While insisting that the rights of minorities had to be respected and upheld, Fr Camilleri cautioned against a society that made minority rights a tenet of faith.

Individual freedom, he added, is being construed as freedom from morality and this is creating a spiritual void.

“We cannot restore the family to what it was 100 or 50 years ago and nobody is advocating that it should be so. But Christianity has evolved in the past and it is still possible to evolve and provide answers to today’s society. Faith was the answer to this spiritual crisis,” Fr Camilleri said. His answer may not have been enough though for some of the audience members.

One man insisted that Christian families with numerous children existed and had to be seen at the forefront to serve as a model for society. Another man asked why the Church was scared of talking about sin when addressing the divorce issue.

Lingering was the argument of what position the Church should take in the debate on divorce.

Fr Camilleri said talk about sin was not the appropriate reaction for a Church that wanted to address all of society because it believed in the principle that a stable marriage and family were beneficial to civilisation.

Vatican charter on family rights

The charter drawn up in October 1983 depicts a very traditional model of the family based on marriage between a man and a woman in a society where non-married couples “must not be placed on the same level” by the state.

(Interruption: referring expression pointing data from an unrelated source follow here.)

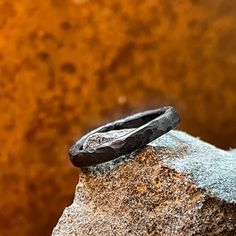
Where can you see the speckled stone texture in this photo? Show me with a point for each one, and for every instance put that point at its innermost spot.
(67, 66)
(178, 185)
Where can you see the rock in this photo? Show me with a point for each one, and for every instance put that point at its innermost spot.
(177, 185)
(67, 66)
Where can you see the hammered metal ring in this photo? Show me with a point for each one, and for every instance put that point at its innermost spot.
(147, 126)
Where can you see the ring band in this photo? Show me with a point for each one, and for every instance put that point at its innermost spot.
(148, 125)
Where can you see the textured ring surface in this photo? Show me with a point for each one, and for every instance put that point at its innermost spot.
(148, 125)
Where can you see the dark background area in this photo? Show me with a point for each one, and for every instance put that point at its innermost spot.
(67, 66)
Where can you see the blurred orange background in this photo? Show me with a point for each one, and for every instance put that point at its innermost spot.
(67, 66)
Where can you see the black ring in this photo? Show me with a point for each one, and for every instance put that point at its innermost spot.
(148, 125)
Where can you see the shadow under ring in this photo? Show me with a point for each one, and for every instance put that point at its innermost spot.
(148, 126)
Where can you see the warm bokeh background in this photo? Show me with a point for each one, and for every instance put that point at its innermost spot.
(69, 65)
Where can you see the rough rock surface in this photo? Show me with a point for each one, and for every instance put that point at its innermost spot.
(178, 185)
(69, 65)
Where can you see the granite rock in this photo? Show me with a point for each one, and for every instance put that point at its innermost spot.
(177, 185)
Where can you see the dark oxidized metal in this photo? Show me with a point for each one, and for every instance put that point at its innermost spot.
(148, 125)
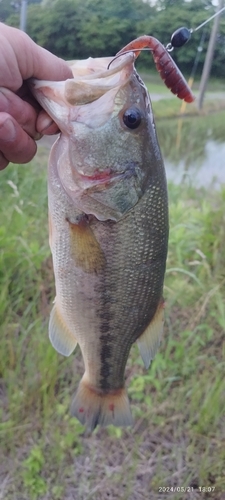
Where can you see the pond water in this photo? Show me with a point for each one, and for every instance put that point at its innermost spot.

Spouses have a right to set up a family and decide on the spacing of births and the number of children to be born in accordance to “objective moral order, which excludes recourse to contraception, sterilisation and abortion”.

The charter says that human life must be “respected and protected absolutely from the moment of conception”, insisting that respect for the dignity of the human being “excludes all experimental manipulation or exploitation of the human embryo”.

It also speaks of parents’ right to ensure children are not compelled to attend classes not in agreement with their own moral and religious convictions, mentioning in particular sex education, which the charter says must always be carried out under the close supervision of parents.

The charter promotes a family where the mother is encouraged to stay at home and speaks on the importance of a “family wage” so that mothers will not be obliged to seek employment outside the home.

Divorce attacks the very institution of marriage and the family, the charter says.